Merida typed, “Most of the money went to Nauplius Brassard’s children. I don’t need a bodyguard for my small savings. What brings you to Virtue Falls?”

“I’m on sabbatical from Oxford and Washington State University begged me to come and lecture on French medieval poetry and its influence on the customs of romance and chivalry.”

Merida could see a free lecture coming at an unstoppable speed, and she clutched her backpack closer in preparation for a panicked escape.

Elsa didn’t wait for him to get rolling. Instead she stroked his ego. “They are so lucky to have you.”

“They know it.” Dawkins folded his hands over his belly. “The semester starts in August and until then, I gave in to Elsa’s desires and we’re touring the Washington coast. It’s very … picturesque.”

The way he said picturesque reduced the Pacific Ocean to the level of a lap dance.

“What are you doing here, Hele … Merida?” Elsa asked.

Merida typed, “I’m touring, also.”

“We should tour together!” Elsa exclaimed.

“That would be lovely, but I’ve taken rooms at the Good Knight Manor Bed and Breakfast for the next year and they’re nonrefundable.” Merida congratulated herself on a nice save.

“That’s where we’re staying!”

Fatal mistake.

“Dear Dawkins, couldn’t we extend our stay longer to visit with our Merida?”

Dawkins’s cheeks turned a slight purple that made him look like he was strangling. “Virtual Falls is ridiculously busy this time of year. And expensive. We barely got a reservation as it was!”

Gently, Elsa corrected him, “It’s Virtue Falls, dear.”

“I know that!”

Elsa smiled at Merida companionably, as if she expected her to understand Dawkins’s peevishness. Of course she would think that; she had seen Merida catering to her husband the same way Elsa catered to hers. What Elsa didn’t realize was that Merida had hated every minute of her servitude, and before she was done, someone would pay.

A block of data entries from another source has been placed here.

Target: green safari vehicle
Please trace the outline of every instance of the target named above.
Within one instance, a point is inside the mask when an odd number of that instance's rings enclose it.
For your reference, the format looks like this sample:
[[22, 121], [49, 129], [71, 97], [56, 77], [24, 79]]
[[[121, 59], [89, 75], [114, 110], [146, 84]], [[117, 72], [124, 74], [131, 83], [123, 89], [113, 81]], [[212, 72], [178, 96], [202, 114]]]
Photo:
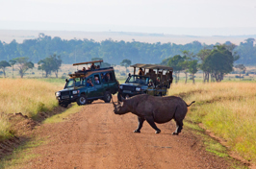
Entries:
[[[91, 63], [94, 66], [94, 63], [102, 61], [80, 62], [73, 65]], [[118, 81], [115, 79], [113, 67], [79, 70], [74, 74], [69, 74], [69, 79], [65, 82], [64, 88], [55, 92], [59, 105], [64, 108], [72, 102], [82, 106], [98, 99], [110, 103], [112, 94], [118, 91]]]

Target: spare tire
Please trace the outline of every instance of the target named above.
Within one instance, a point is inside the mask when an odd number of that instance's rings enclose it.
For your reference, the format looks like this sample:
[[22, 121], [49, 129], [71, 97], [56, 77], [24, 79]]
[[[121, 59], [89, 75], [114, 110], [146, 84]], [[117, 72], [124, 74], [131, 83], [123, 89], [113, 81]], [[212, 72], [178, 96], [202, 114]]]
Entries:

What was more, she couldn’t stand to sit by and watch this kind of abuse. It made her want to slap Dawkins—and Elsa.

Merida stood, gathered her tablet, touched her brow in a farewell salutation.

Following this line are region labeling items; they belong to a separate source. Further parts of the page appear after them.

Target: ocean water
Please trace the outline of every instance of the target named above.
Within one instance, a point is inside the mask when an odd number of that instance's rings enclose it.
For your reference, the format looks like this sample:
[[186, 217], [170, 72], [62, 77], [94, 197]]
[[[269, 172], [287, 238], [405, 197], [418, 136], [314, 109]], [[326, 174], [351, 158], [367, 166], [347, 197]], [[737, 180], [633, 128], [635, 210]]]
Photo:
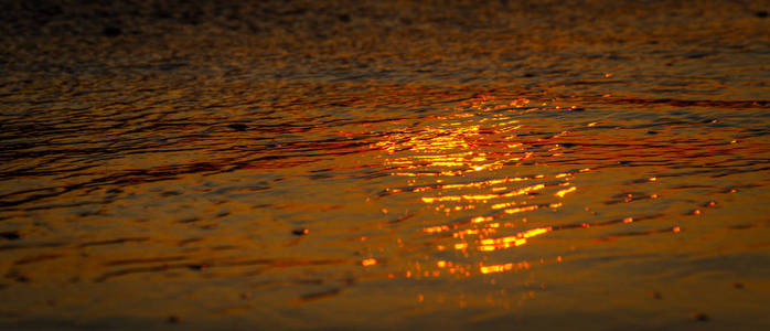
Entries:
[[767, 329], [768, 10], [2, 4], [0, 325]]

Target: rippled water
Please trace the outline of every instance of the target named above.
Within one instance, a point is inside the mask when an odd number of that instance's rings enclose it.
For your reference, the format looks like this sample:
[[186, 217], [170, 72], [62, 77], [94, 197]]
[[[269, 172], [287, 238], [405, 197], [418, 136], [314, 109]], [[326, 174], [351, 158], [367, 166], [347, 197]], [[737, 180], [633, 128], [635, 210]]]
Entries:
[[768, 2], [3, 8], [12, 329], [746, 329]]

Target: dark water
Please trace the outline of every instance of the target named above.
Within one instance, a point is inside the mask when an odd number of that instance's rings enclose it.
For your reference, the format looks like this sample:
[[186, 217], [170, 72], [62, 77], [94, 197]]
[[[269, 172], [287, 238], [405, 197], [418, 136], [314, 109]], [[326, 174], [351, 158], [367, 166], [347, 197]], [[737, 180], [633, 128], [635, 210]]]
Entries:
[[3, 328], [770, 327], [767, 1], [0, 9]]

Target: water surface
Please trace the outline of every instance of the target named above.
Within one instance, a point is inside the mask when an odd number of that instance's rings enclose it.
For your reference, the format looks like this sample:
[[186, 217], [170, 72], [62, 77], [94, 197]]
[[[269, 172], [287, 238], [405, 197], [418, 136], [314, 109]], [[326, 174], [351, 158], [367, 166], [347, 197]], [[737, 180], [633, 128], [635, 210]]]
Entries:
[[8, 4], [1, 322], [767, 328], [768, 4]]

“Wait, dear! We should exchange phone numbers!” Elsa called.

Not while I have breath in my body. Merida again started toward the door.

Behind her, she heard Elsa say, “The poor dear was obviously overcome by our repartee. She must be missing Nauplius.”

Merida fled. She drove her car out to the beach, parked and walked along the sand, letting the wind, the salt air and the joy of being alone and at no one’s beck and call drive the distasteful memory of the Cipres out of her brain.





CHAPTER TWELVE

On occasions like these, Kateri wondered what kind of crapshoot was going on in the wonderful world of genetics.

Lilith had naturally blond hair that she styled in an upsweep with enough texturizing spray to make a Texas debutante coo with joy. Her fair, carefully tended skin glowed like an English maiden’s, and her makeup had been so carefully selected and applied one could not tell where the cosmetics left off and nature began. Her figure had been given the advantage of a lifetime of dance and a daily fitness regimen with a physical trainer. The only sign of Lilith’s age—she was thirty-nine—was mild wrinkling at the corners of her eyes and age spots on the backs of her hands, and she was so short—five-two—and thin that Kateri should be able to snap her like a toothpick.